Make Argument Clinic aware of possible UBSan failures

[picnixz]

Feature or enhancement

A huge part of the CPython code base uses Argument Clinic for generating methods for classes or standalone functions. Generally, methods are then used as follows:

static PyMethodDef foo_methods[] = {
    _FOOMODULE_FOO_BAR_METHODDEF
    {NULL, NULL}
};

where each <MODULE>_<CLASS>_<METHOD>_METHODDEF is something like

PyDoc_STRVAR(_foomodule_Foo_bar__doc__,
"bar($self, /)\n"
"--\n"
"\n");

#define _FOOMODULE_FOO_BAR_METHODDEF 		\
    {										\
        "bar", 								\
        (PyCFunction)_foomodule_Foo_bar, 	\
        METH_NOARGS, 						\
        _foomodule_Foo_bar__doc__           \
    },

We also have

// @file Modules/foomodule.c

/*[clinic input]
_foomodule.Foo.bar

[clinic start generated code]*/

static PyObject *
_foomodule_Foo_bar_impl(FooObject *self)
/*[clinic end generated code: output=... input=...]*/
{
	Py_RETURN_NONE;
}

// @file Modules/clinic/foomodule.c.h

static PyObject *
_foomodule_Foo_bar_impl(FooObject *self);

static PyObject *
_foomodule_Foo_bar(FooObject *self, PyObject *Py_UNUSED(ignored))
{
    return _foomodule_Foo_bar_impl(self);
}

Now, in order to fix #111178, we generally convert non-AC clinic methods by changing FooObject * to PyObject * and doing a pointer cast in the function body. See #111178 for a wider discussion. The issue is that we cannot easily do the same for AC-generated code since the prototype is part of the auto-generated block.

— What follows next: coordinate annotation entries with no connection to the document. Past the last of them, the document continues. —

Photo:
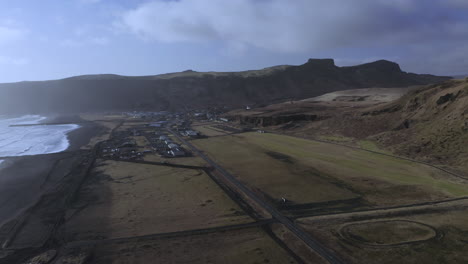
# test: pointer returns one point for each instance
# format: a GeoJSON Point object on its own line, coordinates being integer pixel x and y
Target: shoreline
{"type": "Point", "coordinates": [34, 175]}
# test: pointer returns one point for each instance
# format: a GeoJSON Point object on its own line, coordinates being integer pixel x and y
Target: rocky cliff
{"type": "Point", "coordinates": [196, 89]}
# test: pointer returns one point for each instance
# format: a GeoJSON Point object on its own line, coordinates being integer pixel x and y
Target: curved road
{"type": "Point", "coordinates": [299, 232]}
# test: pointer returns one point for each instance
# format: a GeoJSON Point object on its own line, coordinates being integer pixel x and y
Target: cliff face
{"type": "Point", "coordinates": [194, 89]}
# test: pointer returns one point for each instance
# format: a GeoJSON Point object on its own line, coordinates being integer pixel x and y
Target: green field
{"type": "Point", "coordinates": [307, 171]}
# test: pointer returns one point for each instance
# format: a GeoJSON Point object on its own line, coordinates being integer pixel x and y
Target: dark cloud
{"type": "Point", "coordinates": [301, 26]}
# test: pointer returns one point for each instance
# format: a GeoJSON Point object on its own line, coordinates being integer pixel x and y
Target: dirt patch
{"type": "Point", "coordinates": [388, 233]}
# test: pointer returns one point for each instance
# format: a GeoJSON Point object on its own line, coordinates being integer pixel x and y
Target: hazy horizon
{"type": "Point", "coordinates": [55, 39]}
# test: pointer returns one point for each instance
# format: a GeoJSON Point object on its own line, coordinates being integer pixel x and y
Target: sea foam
{"type": "Point", "coordinates": [32, 140]}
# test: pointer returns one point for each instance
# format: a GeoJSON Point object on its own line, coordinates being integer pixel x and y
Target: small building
{"type": "Point", "coordinates": [177, 152]}
{"type": "Point", "coordinates": [191, 133]}
{"type": "Point", "coordinates": [173, 146]}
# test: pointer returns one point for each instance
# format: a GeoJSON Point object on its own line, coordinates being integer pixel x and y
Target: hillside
{"type": "Point", "coordinates": [429, 123]}
{"type": "Point", "coordinates": [191, 89]}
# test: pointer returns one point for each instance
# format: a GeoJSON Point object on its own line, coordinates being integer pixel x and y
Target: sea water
{"type": "Point", "coordinates": [32, 140]}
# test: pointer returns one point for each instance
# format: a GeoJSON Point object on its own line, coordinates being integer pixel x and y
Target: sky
{"type": "Point", "coordinates": [53, 39]}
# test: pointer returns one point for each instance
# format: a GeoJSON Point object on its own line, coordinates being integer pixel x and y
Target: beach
{"type": "Point", "coordinates": [24, 179]}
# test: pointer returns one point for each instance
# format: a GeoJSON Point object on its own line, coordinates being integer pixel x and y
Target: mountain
{"type": "Point", "coordinates": [428, 123]}
{"type": "Point", "coordinates": [190, 89]}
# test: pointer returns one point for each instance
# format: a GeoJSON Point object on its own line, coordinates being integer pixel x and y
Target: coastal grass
{"type": "Point", "coordinates": [377, 177]}
{"type": "Point", "coordinates": [209, 131]}
{"type": "Point", "coordinates": [270, 172]}
{"type": "Point", "coordinates": [251, 245]}
{"type": "Point", "coordinates": [372, 239]}
{"type": "Point", "coordinates": [127, 199]}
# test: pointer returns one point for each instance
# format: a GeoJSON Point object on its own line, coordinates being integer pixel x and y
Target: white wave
{"type": "Point", "coordinates": [32, 140]}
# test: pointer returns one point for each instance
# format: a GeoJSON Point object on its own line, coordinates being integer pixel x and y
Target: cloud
{"type": "Point", "coordinates": [296, 26]}
{"type": "Point", "coordinates": [9, 34]}
{"type": "Point", "coordinates": [13, 61]}
{"type": "Point", "coordinates": [74, 43]}
{"type": "Point", "coordinates": [89, 1]}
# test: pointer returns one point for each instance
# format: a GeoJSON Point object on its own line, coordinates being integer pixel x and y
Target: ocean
{"type": "Point", "coordinates": [32, 140]}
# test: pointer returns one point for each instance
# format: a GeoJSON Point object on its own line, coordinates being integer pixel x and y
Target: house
{"type": "Point", "coordinates": [191, 133]}
{"type": "Point", "coordinates": [177, 152]}
{"type": "Point", "coordinates": [172, 146]}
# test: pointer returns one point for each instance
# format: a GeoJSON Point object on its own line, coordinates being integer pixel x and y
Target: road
{"type": "Point", "coordinates": [295, 229]}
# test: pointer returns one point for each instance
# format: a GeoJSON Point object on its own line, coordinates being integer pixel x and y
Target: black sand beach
{"type": "Point", "coordinates": [24, 179]}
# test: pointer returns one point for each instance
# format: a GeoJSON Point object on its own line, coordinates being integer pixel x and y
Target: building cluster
{"type": "Point", "coordinates": [123, 150]}
{"type": "Point", "coordinates": [166, 147]}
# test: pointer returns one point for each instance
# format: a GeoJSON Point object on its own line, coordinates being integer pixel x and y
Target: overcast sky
{"type": "Point", "coordinates": [50, 39]}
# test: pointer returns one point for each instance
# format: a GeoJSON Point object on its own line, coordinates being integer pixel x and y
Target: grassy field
{"type": "Point", "coordinates": [306, 171]}
{"type": "Point", "coordinates": [271, 173]}
{"type": "Point", "coordinates": [190, 161]}
{"type": "Point", "coordinates": [209, 131]}
{"type": "Point", "coordinates": [127, 199]}
{"type": "Point", "coordinates": [448, 246]}
{"type": "Point", "coordinates": [387, 233]}
{"type": "Point", "coordinates": [247, 246]}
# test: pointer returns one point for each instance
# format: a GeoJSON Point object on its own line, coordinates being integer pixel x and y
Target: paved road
{"type": "Point", "coordinates": [304, 236]}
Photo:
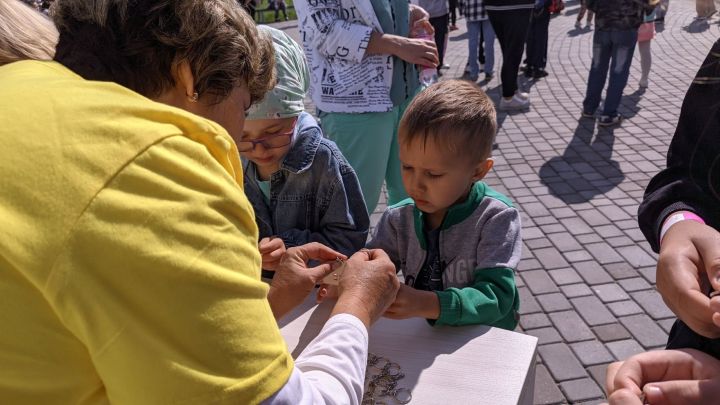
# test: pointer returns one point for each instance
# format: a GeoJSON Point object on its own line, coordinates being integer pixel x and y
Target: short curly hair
{"type": "Point", "coordinates": [456, 114]}
{"type": "Point", "coordinates": [137, 43]}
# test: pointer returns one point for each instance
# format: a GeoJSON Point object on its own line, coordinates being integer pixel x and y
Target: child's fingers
{"type": "Point", "coordinates": [271, 245]}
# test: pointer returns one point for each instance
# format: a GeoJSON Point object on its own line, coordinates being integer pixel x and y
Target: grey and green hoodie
{"type": "Point", "coordinates": [480, 248]}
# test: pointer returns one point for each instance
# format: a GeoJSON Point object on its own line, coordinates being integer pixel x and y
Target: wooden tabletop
{"type": "Point", "coordinates": [442, 365]}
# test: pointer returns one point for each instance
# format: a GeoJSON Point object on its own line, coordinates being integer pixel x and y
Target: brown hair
{"type": "Point", "coordinates": [137, 43]}
{"type": "Point", "coordinates": [25, 33]}
{"type": "Point", "coordinates": [454, 113]}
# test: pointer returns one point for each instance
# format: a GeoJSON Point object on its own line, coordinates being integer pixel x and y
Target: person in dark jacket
{"type": "Point", "coordinates": [511, 20]}
{"type": "Point", "coordinates": [680, 214]}
{"type": "Point", "coordinates": [616, 25]}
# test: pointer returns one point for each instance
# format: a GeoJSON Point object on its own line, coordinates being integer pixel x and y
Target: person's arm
{"type": "Point", "coordinates": [345, 222]}
{"type": "Point", "coordinates": [335, 37]}
{"type": "Point", "coordinates": [331, 35]}
{"type": "Point", "coordinates": [492, 298]}
{"type": "Point", "coordinates": [160, 280]}
{"type": "Point", "coordinates": [386, 235]}
{"type": "Point", "coordinates": [684, 376]}
{"type": "Point", "coordinates": [685, 185]}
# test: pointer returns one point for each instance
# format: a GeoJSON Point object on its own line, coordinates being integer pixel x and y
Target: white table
{"type": "Point", "coordinates": [442, 365]}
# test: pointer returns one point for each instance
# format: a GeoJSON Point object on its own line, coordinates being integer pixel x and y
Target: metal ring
{"type": "Point", "coordinates": [390, 367]}
{"type": "Point", "coordinates": [402, 399]}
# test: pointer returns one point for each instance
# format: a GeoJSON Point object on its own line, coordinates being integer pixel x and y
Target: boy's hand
{"type": "Point", "coordinates": [689, 261]}
{"type": "Point", "coordinates": [272, 250]}
{"type": "Point", "coordinates": [410, 303]}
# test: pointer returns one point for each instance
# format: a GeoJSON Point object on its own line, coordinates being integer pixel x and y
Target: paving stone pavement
{"type": "Point", "coordinates": [587, 275]}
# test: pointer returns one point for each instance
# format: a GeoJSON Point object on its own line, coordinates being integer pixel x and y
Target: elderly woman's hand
{"type": "Point", "coordinates": [294, 280]}
{"type": "Point", "coordinates": [684, 376]}
{"type": "Point", "coordinates": [368, 286]}
{"type": "Point", "coordinates": [689, 259]}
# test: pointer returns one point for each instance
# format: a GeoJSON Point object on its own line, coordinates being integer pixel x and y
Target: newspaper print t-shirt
{"type": "Point", "coordinates": [336, 34]}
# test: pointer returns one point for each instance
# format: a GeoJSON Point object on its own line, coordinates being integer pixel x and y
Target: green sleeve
{"type": "Point", "coordinates": [492, 299]}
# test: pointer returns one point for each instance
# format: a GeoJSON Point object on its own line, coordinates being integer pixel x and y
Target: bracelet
{"type": "Point", "coordinates": [676, 217]}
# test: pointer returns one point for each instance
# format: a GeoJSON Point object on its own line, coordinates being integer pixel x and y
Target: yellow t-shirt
{"type": "Point", "coordinates": [128, 264]}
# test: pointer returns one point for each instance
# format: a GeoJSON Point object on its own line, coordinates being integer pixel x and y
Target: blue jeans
{"type": "Point", "coordinates": [613, 50]}
{"type": "Point", "coordinates": [474, 28]}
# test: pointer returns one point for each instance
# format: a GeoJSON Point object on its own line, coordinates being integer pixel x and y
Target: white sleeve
{"type": "Point", "coordinates": [331, 369]}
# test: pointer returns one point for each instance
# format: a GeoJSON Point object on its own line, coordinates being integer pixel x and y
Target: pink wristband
{"type": "Point", "coordinates": [676, 217]}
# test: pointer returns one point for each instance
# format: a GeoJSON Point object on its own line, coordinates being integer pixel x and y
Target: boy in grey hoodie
{"type": "Point", "coordinates": [456, 240]}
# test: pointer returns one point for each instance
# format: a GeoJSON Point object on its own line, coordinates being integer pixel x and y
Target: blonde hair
{"type": "Point", "coordinates": [25, 33]}
{"type": "Point", "coordinates": [456, 114]}
{"type": "Point", "coordinates": [137, 44]}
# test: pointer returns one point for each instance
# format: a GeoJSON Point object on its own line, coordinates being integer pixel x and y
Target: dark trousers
{"type": "Point", "coordinates": [511, 29]}
{"type": "Point", "coordinates": [441, 29]}
{"type": "Point", "coordinates": [536, 48]}
{"type": "Point", "coordinates": [682, 337]}
{"type": "Point", "coordinates": [453, 14]}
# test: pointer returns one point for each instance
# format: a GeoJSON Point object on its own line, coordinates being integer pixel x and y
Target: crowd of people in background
{"type": "Point", "coordinates": [152, 254]}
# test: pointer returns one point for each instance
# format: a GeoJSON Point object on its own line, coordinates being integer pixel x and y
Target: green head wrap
{"type": "Point", "coordinates": [286, 98]}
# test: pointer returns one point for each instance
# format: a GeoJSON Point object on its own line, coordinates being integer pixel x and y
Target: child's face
{"type": "Point", "coordinates": [435, 177]}
{"type": "Point", "coordinates": [266, 142]}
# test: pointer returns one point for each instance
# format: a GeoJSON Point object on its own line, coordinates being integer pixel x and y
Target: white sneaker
{"type": "Point", "coordinates": [515, 103]}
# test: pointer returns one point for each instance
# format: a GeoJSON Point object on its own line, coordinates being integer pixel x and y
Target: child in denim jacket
{"type": "Point", "coordinates": [301, 187]}
{"type": "Point", "coordinates": [456, 240]}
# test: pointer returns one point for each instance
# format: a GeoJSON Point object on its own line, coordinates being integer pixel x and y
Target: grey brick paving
{"type": "Point", "coordinates": [593, 311]}
{"type": "Point", "coordinates": [622, 349]}
{"type": "Point", "coordinates": [561, 362]}
{"type": "Point", "coordinates": [580, 390]}
{"type": "Point", "coordinates": [611, 332]}
{"type": "Point", "coordinates": [578, 187]}
{"type": "Point", "coordinates": [546, 390]}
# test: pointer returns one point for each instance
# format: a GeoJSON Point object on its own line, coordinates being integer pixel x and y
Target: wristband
{"type": "Point", "coordinates": [676, 217]}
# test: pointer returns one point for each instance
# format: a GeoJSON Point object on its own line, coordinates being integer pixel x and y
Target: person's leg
{"type": "Point", "coordinates": [473, 39]}
{"type": "Point", "coordinates": [602, 47]}
{"type": "Point", "coordinates": [393, 174]}
{"type": "Point", "coordinates": [365, 140]}
{"type": "Point", "coordinates": [440, 26]}
{"type": "Point", "coordinates": [581, 13]}
{"type": "Point", "coordinates": [623, 48]}
{"type": "Point", "coordinates": [516, 25]}
{"type": "Point", "coordinates": [645, 62]}
{"type": "Point", "coordinates": [488, 37]}
{"type": "Point", "coordinates": [531, 46]}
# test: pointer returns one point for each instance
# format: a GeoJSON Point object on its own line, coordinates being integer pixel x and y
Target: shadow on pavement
{"type": "Point", "coordinates": [586, 168]}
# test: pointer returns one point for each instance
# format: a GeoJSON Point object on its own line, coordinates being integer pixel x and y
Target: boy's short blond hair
{"type": "Point", "coordinates": [25, 33]}
{"type": "Point", "coordinates": [454, 113]}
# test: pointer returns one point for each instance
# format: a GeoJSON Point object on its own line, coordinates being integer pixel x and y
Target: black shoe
{"type": "Point", "coordinates": [540, 73]}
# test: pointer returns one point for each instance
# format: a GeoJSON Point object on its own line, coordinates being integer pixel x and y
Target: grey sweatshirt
{"type": "Point", "coordinates": [480, 247]}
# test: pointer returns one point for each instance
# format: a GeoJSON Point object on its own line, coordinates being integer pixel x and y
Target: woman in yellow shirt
{"type": "Point", "coordinates": [129, 271]}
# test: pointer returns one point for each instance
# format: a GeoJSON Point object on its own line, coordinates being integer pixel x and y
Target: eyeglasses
{"type": "Point", "coordinates": [268, 142]}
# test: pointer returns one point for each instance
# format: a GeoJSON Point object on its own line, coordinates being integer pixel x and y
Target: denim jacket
{"type": "Point", "coordinates": [314, 197]}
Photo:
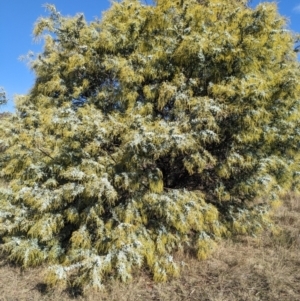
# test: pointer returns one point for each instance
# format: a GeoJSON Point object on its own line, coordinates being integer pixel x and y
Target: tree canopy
{"type": "Point", "coordinates": [155, 129]}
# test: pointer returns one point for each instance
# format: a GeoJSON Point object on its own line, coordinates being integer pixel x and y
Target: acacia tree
{"type": "Point", "coordinates": [155, 129]}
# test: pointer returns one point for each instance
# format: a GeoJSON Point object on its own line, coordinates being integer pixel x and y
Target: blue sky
{"type": "Point", "coordinates": [17, 18]}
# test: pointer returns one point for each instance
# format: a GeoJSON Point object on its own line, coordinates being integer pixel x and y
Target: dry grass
{"type": "Point", "coordinates": [247, 269]}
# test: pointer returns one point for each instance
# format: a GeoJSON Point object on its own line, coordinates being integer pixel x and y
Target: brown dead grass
{"type": "Point", "coordinates": [247, 269]}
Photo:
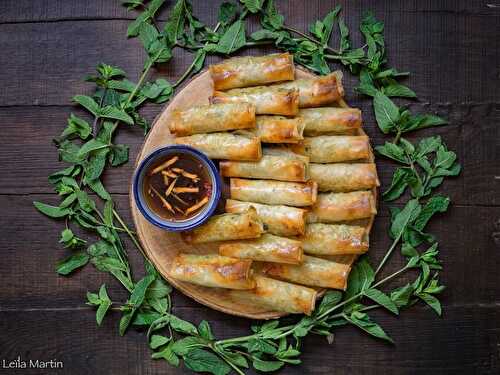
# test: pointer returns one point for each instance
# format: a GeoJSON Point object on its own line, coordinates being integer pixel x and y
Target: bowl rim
{"type": "Point", "coordinates": [196, 220]}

We can do it if we specify self: self(type="PyObject *") instead of not specifying self in the AC input, but this is an overkill. Instead, AC should always generate two functions: an implementation function which takes a typed object (i.e., FooObject) and a public dispatcher which takes a PyObject *self and possibly unused arguments. Stated otherwise:

static PyObject *
-_foomodule_Foo_bar(FooObject *self, PyObject *Py_UNUSED(ignored))
+_foomodule_Foo_bar(PyObject *self, PyObject *Py_UNUSED(ignored))
{
-    return _foomodule_Foo_bar_impl(self);
+    return _foomodule_Foo_bar_impl((FooObject *)self);
}

I decided to open a separate issue to track this change orthogonally to the UBSan failures fixes that can be achieved without any AC changes. I hope that this will not deterioriate the performances of CPython too much.

---

Note: this does not only affect methods as above; this affects any method that is casted to PyCFunction or anything else with incompatible function pointer signatures.

[picnixz]

cc @ZeroIntensity

[ZeroIntensity]

Took a stab at this. For simple cases, all that needs to change is this property to always return PyObject *, and then the functionality to cast it is already implemented:

cpython/Tools/clinic/libclinic/converters.py

Lines 1183 to 1188 in f9a5a3a

	def parser_type(self) -> str:
	assert self.type is not None
	if self.function.kind in {METHOD_INIT, METHOD_NEW, STATIC_METHOD, CLASS_METHOD}:
	tp, _ = correct_name_for_self(self.function)
	return tp
	return self.type

We'll still need to change some other things though, because some generated clinic code relies on specific structures (e.g. fields in PyTypeObject *). More importantly, we'll have to manually go through and audit where we need to change casts for areas that call clinic funtions manually, typically for locking. For example, I did this with the SSL thread safety fix:

cpython/Modules/_ssl.c

Line 937 in f9a5a3a

if (_ssl__SSLSocket_owner_set(self, owner, NULL) == -1) {

Here, self is a PySSLSocket * rather than a PyObject *, so changing that would break this case. We'll probably need to deal with that on an agonizing case-by-case basis.

[picnixz]

I'm not afraid of doing the case-by-case, considering this is what I've been doing for the rest. But thanks for digging into this, I haven't looked at clinic a lot!